Captain Ed Volz has just twenty officers and four detectives for all of Puget Sound, the San Juans, the lower Columbia River and the Washington coast.
Ed Volz: "Many of these things happen in the middle of the night through the thousands of miles of beaches that we have, loaded into vehicles to move out of state or country and we have to catch that."
In the G&R case, investigators allege the company sold poached shellfish to markets in Oregon and as far away as the east coast. The company was also a fixture on the farmers' market circuit in Western Washington before authorities shut it down.
Cynthia Warne manages the Port Angeles Farmers' Market on the Olympic Peninsula. G&R had a booth there as recently as 2009.
She says this case shows consumers need to be their own best advocates -- even at farmers' markets.
Cynthia Warne: "I mean we have no regulatory authority and we just simply don't have the knowledge or the resources to be the shellfish police."
Washington's shellfish industry is very protective of its reputation. Industry representatives emphasize they ship tens of thousands of pounds of product world-wide every year with very few illnesses.
The FDA audits Washington's shellfish safety program every year.
It's opening day of the Bellevue Farmers Market.
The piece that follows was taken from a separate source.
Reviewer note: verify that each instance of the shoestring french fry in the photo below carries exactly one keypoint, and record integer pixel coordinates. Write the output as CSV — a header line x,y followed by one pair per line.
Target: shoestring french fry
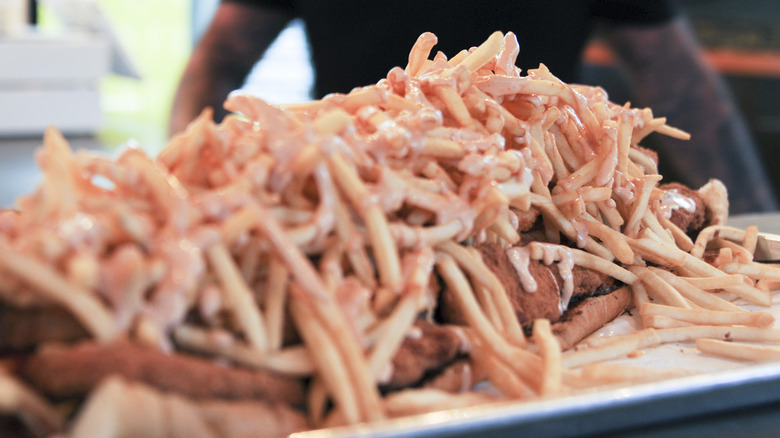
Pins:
x,y
314,240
Fish and Wildlife officer Tylar Stephenson and her partner stop to inspect the Hama Hama booth.
Tylar Stephenson: "We saw that you were selling some oysters here."
The officers find no violations.
Manager Adam James is among those who say there aren't enough health inspectors and police with eyes on the shellfish industry. But in their absence, James says the industry tends to police itself.
Adam James: "We all want to sell shellfish and the deal is if there's an illness associated with bacteria due to exposure it hurts us all."
Industry leaders point to the G&R case as evidence the system is working. The Department of Health has yanked the company's license and is pursuing permanent revocation.
Fish and Wildlife police see it differently. They say the G&R case shows Washington needs to do more to ensure that raw oyster on your plate is safe to eat.